Amy Roost: I'm Amy Roost, and I'm a writer. I live in San Diego with my husband and my two cats, and I get to Bellingham to visit my son Spencer as often as possible.
This is a story really about caregiving and the stress that is involved in caring for somebody who's in the hospital, specifically in ICU. It's about my own journey during that time that my son was in the hospital for two months, and how I came to pray again.
You know, faith is such a critical piece of helping somebody recover, but also sustaining your energy level to be able to help somebody recover. So it's a lot about how I actually came back to religion as a result of my son's having had a stroke and brain surgeries.
I'd say the hardest thing about Spencer's recovery process for me, personally, was being afraid that we might lose him.
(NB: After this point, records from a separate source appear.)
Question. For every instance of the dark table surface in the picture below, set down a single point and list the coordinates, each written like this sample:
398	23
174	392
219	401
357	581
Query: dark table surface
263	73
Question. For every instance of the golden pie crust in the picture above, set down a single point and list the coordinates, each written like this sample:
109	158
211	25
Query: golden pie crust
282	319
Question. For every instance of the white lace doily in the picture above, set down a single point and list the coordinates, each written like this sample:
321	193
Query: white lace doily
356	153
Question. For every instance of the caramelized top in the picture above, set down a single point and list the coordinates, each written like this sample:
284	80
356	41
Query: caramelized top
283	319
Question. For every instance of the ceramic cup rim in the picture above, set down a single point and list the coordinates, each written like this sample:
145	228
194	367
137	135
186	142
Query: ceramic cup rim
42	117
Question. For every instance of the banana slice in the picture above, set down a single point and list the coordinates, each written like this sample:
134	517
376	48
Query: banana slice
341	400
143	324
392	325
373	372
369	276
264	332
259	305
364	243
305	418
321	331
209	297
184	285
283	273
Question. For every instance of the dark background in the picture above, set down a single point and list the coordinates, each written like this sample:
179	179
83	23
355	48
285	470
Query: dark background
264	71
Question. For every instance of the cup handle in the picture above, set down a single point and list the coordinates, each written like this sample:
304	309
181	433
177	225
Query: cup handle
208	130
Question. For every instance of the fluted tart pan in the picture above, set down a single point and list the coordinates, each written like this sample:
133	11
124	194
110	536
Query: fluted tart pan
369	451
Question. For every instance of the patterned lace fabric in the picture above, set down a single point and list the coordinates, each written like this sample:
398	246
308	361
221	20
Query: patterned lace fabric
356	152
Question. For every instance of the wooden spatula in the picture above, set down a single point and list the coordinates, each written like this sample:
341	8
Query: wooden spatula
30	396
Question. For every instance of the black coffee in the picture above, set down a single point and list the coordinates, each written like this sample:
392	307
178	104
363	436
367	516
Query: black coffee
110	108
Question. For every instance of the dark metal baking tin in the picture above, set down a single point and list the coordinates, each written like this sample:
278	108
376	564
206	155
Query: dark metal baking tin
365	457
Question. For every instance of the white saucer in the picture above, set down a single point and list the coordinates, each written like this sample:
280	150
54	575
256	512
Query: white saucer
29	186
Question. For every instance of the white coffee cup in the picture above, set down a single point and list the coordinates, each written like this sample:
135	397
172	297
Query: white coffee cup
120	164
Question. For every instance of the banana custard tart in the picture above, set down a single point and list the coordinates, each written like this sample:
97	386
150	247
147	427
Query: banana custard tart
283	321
There was one specific incident where he had a stroke in front of us and he went into a hypermetabolic state, and we had to hold him down while the doctors tried to intubate him, and that then led to his being in a coma and there was really no guarantee or even assurances that he was going to improve at that point for several days.
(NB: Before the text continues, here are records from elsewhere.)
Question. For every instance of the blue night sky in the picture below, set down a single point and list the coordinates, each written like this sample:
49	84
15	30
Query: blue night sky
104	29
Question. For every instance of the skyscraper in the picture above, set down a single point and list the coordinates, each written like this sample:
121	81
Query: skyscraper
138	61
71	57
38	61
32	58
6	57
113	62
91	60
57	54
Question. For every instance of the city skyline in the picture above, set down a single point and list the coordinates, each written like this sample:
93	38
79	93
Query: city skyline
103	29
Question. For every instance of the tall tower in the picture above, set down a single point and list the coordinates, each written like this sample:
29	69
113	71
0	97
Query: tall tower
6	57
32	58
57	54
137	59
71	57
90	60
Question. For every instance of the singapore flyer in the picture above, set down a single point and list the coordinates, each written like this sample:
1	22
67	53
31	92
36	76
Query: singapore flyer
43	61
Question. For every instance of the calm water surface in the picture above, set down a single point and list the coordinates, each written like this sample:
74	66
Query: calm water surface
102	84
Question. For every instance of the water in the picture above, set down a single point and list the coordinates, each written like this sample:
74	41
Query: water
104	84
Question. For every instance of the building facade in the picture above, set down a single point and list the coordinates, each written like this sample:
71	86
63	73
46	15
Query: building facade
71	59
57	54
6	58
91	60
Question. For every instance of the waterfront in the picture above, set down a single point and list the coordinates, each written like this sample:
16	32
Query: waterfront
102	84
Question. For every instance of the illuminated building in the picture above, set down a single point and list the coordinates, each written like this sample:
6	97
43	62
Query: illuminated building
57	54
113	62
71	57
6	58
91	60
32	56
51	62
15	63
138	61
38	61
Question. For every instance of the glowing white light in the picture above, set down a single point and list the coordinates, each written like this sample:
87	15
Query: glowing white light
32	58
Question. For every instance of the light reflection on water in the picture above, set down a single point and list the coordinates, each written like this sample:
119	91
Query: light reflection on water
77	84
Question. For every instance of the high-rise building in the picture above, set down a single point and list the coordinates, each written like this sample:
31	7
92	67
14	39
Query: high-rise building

Just the waiting, there were times where he would have a successful procedure, but we couldn't be sure it was successful until he not just came out of anesthesia, but until his brain booted back up.
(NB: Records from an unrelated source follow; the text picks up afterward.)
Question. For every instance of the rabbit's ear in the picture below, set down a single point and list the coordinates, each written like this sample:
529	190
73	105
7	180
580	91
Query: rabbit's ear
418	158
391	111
I have been taught through this whole experience to take leaps of faith. We get so wrapped up about certain things in life, little things, and I have really become less upset about the small things in my life. I understand that in the scope of all things, these small things don't mean that much. It's really allowed me to become, I would say, a less controlling person.
You know, when I was little, I used to say my prayers and when my kids were little, I took them to church and exposed them to the teachings of Jesus. My mother was Catholic, though, and she taught me when I was little how to pray with a rosary. She said to me that she would pray when there were either bad things happening in her life or things that she just didn't understand and that she was trying to gain some understanding about, and she found it useful to pray because it would calm her mind.
I was coming home from dinner one night on the way back to the hospital. It was raining. It was Seattle, so it was like this all-of-a-sudden downpour, and I took shelter in St. James Cathedral, which is just down the street from the hospital. I remembered my mom teaching me how to pray, and it just kind of all came back to me, even though I was only 12, maybe, when she taught me.
What I did was I let a scene, vision come to me. I just waited. I tried to calm myself, and so I had that happen, and I explained it in the article that happened several times throughout Spencer's recovery process where I was able to make decisions and calm myself by going into a prayer mode.
I now call it sort of dropping in on myself, like you would drop in on somebody for coffee. It's like I drop in on me. That's how I would explain prayer if somebody asked me, "How do you pray?" It's like I drop in on myself. I check in. I try to be calm and still and wait for a scene. I interpret that scene according to whatever it is that's on my mind.
I just am able to find peace when I pray, and when I find peace, I find answers as a consequence. It's not like I'm looking for answers. I'm looking for peace. But then the answers open up for me, generally.